Question

How do you factor: y = $27{{x}^{3}}-1$ ?

Answer 1

Hint: In this problem, we have to factorise the given expression using algebraic identities. We have to use the identity: ${{x}^{3}}-{{y}^{3}}=\left( x-y \right)\left( {{x}^{2}}+xy+{{y}^{2}} \right)$. This is the cubic identity so cube root of 27 will be needed. Cube is of the form $x\times x\times x={{x}^{3}}$ and cube root is of the form $\sqrt[3]{{{x}^{3}}}=x$. So these are the main terms which are important to solve this question.

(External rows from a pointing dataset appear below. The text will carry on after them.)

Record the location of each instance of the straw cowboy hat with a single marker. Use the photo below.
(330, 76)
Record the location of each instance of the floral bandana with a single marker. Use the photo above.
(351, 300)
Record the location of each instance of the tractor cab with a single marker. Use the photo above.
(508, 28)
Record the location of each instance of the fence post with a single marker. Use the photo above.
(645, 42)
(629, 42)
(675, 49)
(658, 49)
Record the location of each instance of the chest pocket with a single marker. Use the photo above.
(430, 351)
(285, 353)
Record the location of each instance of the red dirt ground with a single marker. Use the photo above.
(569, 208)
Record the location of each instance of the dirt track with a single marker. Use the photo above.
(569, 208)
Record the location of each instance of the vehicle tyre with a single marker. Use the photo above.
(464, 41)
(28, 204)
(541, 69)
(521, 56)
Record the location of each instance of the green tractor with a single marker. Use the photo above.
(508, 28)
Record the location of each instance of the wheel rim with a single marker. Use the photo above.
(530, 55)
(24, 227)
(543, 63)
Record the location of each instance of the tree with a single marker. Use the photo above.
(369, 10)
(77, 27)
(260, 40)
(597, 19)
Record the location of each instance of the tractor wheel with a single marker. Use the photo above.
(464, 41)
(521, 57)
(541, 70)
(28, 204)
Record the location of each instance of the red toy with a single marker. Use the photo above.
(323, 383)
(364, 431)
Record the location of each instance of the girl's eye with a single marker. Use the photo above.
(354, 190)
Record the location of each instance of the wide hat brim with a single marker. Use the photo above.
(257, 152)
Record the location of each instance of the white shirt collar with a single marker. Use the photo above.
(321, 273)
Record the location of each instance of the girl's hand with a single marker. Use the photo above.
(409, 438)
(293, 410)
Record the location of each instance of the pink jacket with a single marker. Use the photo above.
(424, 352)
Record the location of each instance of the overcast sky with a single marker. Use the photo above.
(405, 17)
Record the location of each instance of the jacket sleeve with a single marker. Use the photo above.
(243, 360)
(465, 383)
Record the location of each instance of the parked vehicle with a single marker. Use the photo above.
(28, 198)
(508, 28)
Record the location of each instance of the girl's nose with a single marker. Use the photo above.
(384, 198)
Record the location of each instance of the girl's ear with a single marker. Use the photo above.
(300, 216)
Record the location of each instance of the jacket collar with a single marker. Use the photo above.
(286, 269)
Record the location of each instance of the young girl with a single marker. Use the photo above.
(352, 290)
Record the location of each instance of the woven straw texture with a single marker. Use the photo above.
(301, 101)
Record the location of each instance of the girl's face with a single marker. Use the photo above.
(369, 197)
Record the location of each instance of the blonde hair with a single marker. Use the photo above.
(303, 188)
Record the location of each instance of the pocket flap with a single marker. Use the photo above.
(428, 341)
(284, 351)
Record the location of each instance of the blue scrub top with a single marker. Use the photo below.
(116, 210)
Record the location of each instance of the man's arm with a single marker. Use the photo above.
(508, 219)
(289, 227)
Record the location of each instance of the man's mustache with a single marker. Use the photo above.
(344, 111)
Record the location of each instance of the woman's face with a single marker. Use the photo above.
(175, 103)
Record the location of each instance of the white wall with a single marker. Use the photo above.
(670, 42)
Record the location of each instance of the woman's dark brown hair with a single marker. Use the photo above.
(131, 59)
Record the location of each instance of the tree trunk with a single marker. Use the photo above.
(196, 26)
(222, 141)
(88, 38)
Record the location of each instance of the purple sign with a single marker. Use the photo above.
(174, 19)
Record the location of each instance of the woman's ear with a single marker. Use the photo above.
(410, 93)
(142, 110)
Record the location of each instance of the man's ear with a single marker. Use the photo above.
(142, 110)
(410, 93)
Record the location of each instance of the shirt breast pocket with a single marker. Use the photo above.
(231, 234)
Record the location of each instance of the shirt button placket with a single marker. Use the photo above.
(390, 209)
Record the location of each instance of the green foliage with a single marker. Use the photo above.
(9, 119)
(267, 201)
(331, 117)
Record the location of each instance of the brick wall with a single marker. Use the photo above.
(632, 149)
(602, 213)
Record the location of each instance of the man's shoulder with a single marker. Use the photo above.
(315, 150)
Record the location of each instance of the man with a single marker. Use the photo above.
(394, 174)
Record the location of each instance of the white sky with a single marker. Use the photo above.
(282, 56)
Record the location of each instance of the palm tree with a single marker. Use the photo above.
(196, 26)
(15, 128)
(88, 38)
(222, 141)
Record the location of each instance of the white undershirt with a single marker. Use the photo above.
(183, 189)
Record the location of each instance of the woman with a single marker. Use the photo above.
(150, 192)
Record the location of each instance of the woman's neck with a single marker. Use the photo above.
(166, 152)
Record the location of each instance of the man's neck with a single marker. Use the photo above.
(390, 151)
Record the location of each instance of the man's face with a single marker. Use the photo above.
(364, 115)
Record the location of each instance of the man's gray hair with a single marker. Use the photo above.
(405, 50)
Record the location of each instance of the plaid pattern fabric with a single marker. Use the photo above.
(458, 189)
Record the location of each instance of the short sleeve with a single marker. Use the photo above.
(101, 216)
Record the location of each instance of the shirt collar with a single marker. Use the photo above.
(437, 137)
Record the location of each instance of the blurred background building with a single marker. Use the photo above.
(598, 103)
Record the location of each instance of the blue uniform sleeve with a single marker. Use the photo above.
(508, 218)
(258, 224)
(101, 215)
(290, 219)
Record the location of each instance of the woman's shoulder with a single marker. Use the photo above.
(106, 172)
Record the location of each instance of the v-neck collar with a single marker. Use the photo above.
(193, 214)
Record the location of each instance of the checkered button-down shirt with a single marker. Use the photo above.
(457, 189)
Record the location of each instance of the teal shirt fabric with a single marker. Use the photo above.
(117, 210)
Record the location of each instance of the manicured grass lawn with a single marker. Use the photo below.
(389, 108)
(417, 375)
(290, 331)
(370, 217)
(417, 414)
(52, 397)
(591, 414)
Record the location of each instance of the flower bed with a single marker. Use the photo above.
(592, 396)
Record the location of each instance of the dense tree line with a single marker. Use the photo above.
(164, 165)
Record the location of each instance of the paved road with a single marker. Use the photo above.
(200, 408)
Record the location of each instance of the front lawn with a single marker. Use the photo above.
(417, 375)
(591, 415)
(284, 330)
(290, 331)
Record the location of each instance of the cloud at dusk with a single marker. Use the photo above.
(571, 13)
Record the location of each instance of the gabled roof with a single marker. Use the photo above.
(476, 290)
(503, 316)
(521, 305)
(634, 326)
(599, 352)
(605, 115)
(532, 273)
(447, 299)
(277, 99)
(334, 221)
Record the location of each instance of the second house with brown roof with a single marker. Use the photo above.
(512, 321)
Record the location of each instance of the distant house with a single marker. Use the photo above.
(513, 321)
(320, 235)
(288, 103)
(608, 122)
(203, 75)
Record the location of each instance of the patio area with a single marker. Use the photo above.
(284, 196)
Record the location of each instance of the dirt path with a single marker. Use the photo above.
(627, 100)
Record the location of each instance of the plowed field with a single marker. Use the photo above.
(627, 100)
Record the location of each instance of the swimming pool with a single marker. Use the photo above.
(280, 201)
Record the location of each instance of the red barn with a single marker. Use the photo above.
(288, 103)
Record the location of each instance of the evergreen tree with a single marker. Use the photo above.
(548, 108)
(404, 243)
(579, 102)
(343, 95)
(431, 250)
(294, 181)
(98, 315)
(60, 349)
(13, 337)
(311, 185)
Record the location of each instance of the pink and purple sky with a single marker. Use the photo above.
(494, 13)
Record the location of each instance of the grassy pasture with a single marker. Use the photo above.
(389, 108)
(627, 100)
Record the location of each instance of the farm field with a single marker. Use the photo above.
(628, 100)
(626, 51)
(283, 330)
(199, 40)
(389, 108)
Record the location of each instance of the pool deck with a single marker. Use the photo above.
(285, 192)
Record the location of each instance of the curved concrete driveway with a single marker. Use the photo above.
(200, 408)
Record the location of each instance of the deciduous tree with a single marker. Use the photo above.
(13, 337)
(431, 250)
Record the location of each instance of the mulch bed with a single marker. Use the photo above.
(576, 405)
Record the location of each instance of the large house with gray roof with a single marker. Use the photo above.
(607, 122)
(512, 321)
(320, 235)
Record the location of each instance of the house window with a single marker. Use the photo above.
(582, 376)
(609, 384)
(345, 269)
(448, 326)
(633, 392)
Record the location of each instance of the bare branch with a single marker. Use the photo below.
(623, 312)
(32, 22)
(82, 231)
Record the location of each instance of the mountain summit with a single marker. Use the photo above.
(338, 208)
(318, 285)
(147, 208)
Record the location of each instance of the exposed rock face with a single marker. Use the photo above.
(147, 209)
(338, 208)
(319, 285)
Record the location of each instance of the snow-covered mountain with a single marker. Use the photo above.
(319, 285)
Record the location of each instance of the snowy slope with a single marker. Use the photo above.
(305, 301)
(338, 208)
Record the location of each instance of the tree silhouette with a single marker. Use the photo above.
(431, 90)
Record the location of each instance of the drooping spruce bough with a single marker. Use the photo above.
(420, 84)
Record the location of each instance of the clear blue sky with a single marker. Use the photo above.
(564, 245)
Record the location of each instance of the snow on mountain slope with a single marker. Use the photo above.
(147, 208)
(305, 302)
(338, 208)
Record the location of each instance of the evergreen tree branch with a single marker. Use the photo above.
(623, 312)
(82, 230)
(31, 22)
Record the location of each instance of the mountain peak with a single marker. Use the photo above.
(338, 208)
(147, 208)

Complete step by step answer:
Now, let’s solve the question.
As we already know that algebraic identities are those which are used in factorisation of the polynomials. When we say polynomials, it means the expression which contains one or more than one term. They are of 3 types: monomial, binomial and trinomial. Monomial is the type which contains only one single term. Binomial one contains only two terms. And the trinomial contains 3 terms. The identities usually make the computations easy. There are various identities which need to be discussed here.
$\begin{align}
  & \Rightarrow {{\left( a+b \right)}^{2}}={{a}^{2}}+2ab+{{b}^{2}} \\
 & \Rightarrow {{\left( a-b \right)}^{2}}={{a}^{2}}-2ab+{{b}^{2}} \\
 & \Rightarrow {{a}^{2}}-{{b}^{2}}=\left( a+b \right)\left( a-b \right) \\
 & \Rightarrow \left( x+a \right)\left( x+b \right)={{x}^{2}}+\left( a+b \right)x+ab \\
 & \Rightarrow {{\left( a+b \right)}^{3}}={{a}^{3}}+{{b}^{3}}+3ab\left( a+b \right) \\
 & \Rightarrow {{\left( a-b \right)}^{3}}={{a}^{3}}-{{b}^{3}}-3ab\left( a-b \right) \\
 & \Rightarrow {{a}^{3}}-{{b}^{3}}=\left( a-b \right)\left( {{a}^{2}}+ab+{{b}^{2}} \right) \\
 & \Rightarrow {{a}^{3}}+{{b}^{3}}=\left( a+b \right)\left( {{a}^{2}}-ab+{{b}^{2}} \right) \\
\end{align}$
These are some of the basic identities which are used.
We are given:
$\Rightarrow $y = $27{{x}^{3}}-1$
By applying ${{a}^{3}}-{{b}^{3}}=\left( a-b \right)\left( {{a}^{2}}+ab+{{b}^{2}} \right)$ we have to solve the given expression. Here a = 3x and b = 1:
$\Rightarrow $y = ${{\left( 3x \right)}^{3}}-{{1}^{3}}$
$\Rightarrow $y = $\left( 3x-1 \right)\left( {{\left( 3x \right)}^{2}}+3x\times 1+{{1}^{2}} \right)$
Solve further:
$\Rightarrow $y = $\left( 3x-1 \right)\left( 9{{x}^{2}}+3x+1 \right)$
So this is the factorisation of the given expression.

Note:
Take care of the closing brackets while squaring the numbers. Remove the brackets after squaring just like it is done in the last step. Use appropriate identities. There is a huge difference in ${{\left( a+b \right)}^{3}}$ and ${{a}^{3}}+{{b}^{3}}$. Both the identities are used differently.